“In Australia, a lone woman
is being crucified by the Press
at any given moment.
With no unedited right
of reply, she is cast out
into Aboriginal space.”
It is with a feeling of mounting dread that I watch the media deracination of Kate McCann.
The British press - so anxious to cast the woman as a martyr to motherhood a mere four months ago - are turning on her in a manner sickeningly familiar to any Australian who remembers the anguished case of Lindy Chamberlain. Like Lindy, Kate McCann is characterised by her strong religious faith and her determination to find her missing child (the Chamberlains were Seventh Day Adventists). Like Lindy, Kate has not behaved in the manner expected of a grieving mother. Although - to use poet Les Murray’s phrase - her fault is not “a defect in weeping”; rather, it is apparently unseemly to use the media to publicise Madeleine’s disappearance.

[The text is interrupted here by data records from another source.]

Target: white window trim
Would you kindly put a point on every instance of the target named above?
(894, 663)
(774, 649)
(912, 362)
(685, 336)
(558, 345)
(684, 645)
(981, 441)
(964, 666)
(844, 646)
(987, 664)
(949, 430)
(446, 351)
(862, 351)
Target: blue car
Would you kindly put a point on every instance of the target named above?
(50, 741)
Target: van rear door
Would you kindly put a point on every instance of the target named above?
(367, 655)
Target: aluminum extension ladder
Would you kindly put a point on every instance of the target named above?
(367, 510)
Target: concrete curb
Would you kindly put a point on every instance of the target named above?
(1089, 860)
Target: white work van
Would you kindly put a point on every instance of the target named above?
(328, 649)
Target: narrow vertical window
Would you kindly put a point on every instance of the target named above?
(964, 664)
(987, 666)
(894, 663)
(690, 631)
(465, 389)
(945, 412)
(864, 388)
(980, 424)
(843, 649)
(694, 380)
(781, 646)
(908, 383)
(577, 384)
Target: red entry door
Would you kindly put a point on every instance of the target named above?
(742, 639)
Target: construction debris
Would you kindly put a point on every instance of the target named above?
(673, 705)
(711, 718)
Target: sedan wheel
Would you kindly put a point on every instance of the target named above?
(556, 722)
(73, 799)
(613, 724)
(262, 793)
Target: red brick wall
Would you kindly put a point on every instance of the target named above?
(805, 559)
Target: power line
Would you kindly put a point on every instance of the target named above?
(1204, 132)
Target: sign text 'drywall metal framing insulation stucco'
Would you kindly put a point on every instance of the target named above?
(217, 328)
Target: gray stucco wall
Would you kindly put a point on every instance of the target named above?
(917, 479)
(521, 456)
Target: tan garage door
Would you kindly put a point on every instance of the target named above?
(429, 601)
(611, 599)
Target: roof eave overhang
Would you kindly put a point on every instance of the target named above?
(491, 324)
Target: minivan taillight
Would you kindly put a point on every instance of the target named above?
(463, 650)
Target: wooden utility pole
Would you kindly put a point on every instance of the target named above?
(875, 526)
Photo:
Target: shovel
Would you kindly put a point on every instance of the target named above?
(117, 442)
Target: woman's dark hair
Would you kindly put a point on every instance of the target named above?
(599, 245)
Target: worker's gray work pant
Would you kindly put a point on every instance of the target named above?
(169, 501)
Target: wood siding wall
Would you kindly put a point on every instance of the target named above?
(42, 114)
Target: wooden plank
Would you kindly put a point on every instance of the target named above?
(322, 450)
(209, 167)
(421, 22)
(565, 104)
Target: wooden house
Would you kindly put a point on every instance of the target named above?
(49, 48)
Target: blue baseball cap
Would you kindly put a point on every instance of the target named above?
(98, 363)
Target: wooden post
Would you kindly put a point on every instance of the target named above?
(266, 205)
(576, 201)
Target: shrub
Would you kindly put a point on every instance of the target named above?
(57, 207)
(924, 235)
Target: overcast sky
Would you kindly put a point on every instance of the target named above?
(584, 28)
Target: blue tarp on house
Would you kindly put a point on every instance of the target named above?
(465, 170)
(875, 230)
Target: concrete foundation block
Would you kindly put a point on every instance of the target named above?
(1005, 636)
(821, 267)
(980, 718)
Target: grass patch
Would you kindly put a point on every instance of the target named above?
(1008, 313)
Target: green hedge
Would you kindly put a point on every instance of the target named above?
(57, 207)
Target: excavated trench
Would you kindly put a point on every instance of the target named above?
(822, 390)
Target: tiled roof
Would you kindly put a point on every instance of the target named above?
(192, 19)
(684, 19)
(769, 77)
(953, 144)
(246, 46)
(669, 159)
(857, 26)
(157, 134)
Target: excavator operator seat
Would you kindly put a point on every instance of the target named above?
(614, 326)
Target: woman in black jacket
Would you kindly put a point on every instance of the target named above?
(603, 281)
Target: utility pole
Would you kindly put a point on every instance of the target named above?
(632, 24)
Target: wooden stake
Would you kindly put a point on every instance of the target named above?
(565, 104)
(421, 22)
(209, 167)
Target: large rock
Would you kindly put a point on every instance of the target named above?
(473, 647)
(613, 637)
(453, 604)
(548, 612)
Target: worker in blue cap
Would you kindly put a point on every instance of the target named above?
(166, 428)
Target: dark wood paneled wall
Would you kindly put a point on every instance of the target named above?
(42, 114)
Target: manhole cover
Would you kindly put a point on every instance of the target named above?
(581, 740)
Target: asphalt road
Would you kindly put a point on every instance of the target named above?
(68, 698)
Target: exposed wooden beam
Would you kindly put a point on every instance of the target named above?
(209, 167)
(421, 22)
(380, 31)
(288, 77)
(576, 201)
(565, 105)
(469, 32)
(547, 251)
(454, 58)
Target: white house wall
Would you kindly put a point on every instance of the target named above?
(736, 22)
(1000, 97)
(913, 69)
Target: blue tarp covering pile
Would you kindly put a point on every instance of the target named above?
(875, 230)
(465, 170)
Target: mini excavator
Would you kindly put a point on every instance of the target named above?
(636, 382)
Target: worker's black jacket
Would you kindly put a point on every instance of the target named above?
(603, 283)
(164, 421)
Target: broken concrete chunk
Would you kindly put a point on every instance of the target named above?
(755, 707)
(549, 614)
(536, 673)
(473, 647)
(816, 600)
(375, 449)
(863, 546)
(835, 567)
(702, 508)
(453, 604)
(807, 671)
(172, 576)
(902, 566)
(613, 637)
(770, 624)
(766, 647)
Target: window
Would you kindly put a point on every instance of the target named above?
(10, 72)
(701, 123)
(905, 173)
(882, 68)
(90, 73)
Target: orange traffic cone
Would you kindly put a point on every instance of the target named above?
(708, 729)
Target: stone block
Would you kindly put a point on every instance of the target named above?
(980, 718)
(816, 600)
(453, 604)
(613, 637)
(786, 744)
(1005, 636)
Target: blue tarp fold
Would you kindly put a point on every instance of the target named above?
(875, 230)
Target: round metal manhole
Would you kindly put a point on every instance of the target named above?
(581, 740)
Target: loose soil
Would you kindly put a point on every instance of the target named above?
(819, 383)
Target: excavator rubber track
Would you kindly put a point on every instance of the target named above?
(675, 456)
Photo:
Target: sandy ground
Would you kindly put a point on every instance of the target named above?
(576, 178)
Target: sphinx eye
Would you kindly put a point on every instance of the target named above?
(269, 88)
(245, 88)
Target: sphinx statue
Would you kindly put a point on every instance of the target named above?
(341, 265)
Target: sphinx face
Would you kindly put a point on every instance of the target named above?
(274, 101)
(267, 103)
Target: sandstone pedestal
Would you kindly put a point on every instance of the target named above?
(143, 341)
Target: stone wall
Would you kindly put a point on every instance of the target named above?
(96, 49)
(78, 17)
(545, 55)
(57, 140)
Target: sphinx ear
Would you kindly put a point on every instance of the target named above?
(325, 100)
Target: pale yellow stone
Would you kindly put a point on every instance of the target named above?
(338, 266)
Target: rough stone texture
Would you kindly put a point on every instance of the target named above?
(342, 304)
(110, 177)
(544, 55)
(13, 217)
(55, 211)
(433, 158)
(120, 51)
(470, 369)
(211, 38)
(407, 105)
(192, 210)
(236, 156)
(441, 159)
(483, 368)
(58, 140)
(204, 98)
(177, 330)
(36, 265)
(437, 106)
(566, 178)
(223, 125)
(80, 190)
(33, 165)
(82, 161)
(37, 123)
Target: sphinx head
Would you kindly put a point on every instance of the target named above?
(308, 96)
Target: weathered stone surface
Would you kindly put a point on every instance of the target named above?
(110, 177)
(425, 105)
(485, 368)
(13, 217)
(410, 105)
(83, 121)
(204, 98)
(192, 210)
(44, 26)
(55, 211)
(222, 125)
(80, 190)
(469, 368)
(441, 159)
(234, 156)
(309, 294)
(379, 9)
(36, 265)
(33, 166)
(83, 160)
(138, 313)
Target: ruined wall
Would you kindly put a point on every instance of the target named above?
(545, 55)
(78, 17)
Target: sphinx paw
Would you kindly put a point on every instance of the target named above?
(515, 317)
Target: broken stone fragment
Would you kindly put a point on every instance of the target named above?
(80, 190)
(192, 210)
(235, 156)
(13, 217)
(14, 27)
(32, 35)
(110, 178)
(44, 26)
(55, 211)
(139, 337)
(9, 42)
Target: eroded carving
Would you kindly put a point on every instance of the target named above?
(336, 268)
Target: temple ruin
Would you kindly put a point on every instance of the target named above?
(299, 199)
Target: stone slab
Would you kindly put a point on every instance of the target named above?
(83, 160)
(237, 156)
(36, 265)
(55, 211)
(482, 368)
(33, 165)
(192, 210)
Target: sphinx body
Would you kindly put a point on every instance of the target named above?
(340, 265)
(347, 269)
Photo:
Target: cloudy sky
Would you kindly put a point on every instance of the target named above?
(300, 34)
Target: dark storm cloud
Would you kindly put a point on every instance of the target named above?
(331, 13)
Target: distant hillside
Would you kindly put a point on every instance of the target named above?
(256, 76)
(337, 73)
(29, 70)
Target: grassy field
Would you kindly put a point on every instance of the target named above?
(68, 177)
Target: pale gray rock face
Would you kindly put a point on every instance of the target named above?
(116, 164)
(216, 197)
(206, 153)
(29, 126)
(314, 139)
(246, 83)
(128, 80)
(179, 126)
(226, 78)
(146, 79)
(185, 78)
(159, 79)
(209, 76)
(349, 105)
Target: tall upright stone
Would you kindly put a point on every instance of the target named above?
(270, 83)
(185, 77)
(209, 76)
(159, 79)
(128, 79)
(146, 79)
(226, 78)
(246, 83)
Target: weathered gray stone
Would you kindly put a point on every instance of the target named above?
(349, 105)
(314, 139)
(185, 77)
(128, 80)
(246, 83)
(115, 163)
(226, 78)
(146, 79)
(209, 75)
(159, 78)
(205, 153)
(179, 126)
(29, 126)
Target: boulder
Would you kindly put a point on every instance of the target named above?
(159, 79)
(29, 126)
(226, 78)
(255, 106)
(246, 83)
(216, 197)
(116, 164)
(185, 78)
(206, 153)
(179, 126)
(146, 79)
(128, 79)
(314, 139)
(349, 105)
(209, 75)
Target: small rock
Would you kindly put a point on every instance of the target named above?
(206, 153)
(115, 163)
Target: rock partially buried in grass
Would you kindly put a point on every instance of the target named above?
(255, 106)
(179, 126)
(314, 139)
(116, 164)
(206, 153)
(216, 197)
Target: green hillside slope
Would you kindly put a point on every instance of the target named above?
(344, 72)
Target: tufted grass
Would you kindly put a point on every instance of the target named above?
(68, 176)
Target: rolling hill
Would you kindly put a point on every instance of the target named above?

“It’s always for a defect in weeping:
she hasn’t wept on cue
or she won’t weep correctly.
There’s a moment when the sharks are
still butting her, testing her protection,
when the Labor Party, or influence,
can still save her”.
In the view of the media, that is. Here is Andrew Pierce in the Telegraph:
Yet, have you never felt a sense of unease at their omnipresence in the papers and on television? No aspect of their grief seemed out of bounds. We have seen them deep in prayer in church. There was the photograph of them walking arm-in-arm on a deserted beach, reminiscent of Diana photographed alone at a conveniently empty Taj Mahal.
And then there is the almost pitiful sight of Mrs McCann clutching Madeleine’s favourite cuddly toy. Was I alone in wondering whether that was for comfort or because it was what the PR advisers suggested?
I am not singling out Mr Pierce’s copy in spite; he is representative of the slow burn of a story that - from the moment the McCanns adopted to stay in the media glare - I knew could well become Britain’s Azaria Chamberlain case. This time the foreign other is a Portuguese resort popular with middle-class English tourists, rather than outback Australia and its attendant population of peculiar flora and fauna. The press have feasted on the Portuguese legal system, treating its inquisitorial method as somehow probative of something more than an ongoing police investigation.
“Then she goes down, overwhelmed
in the feasting grins of pressmen,
and Press women who’ve moved
from being owned by men
to being owned by fashion,
these are more deeply merciless”.
For those not in the know, Kate McCann is mother of disappeared toddler Madeleine McCann, and wife of Gerry McCann. Both are doctors; she a GP, he a cardiologist. Both are sincere Catholics, a religion still the subject of some suspicion in a Britain that remembers the Troubles. Kate McCann even sought (and obtained) a papal blessing for her missing daughter. Both have had their medical titles stripped away in press reports. From the beginning, the “bad mother” trope that afflicted Lindy Chamberlain has been levelled at Kate McCann: she and Gerry went to dinner, leaving their daughter unsupervised. Even the famously objective BBC had this to say:
As the couple’s search for their daughter continued, through numerous press interviews, church visits, and flying trips around Europe, she has constantly carried around a small pink toy called Cuddle Cat, a favourite of Madeleine’s.
Mrs McCann has expressed her regret at leaving her children alone in their holiday apartment while she and her husband Gerry had dinner within the Ocean Club complex on the night Madeleine disappeared.
“We are just so desperately sorry. Every hour now, I still question, ‘Why did I think that was safe?’,” she said.
But although appearing distressed and distraught, the McCanns have still managed to face a constant barrage of demands from media from across the world, in their attempts to keep their missing daughter in the minds of the public.
In doing so, and as time has gone on, Mrs McCann has grown easier with the press and has given an increasing amount of interviews, some by herself.
Here is The Independent, perhaps a little less harshly:
By Madeleine’s fourth birthday on 12 May, the McCanns’ international campaign to keep the search alive had taken off, with the footballers Cristiano Ronaldo and David Beckham making appeals for information, while Sir Richard Branson and J K Rowling contributed to rewards now totalling £2.5m. Mr and Mrs McCann launched a website, findmadeleine.com, which would get more than 170 million hits.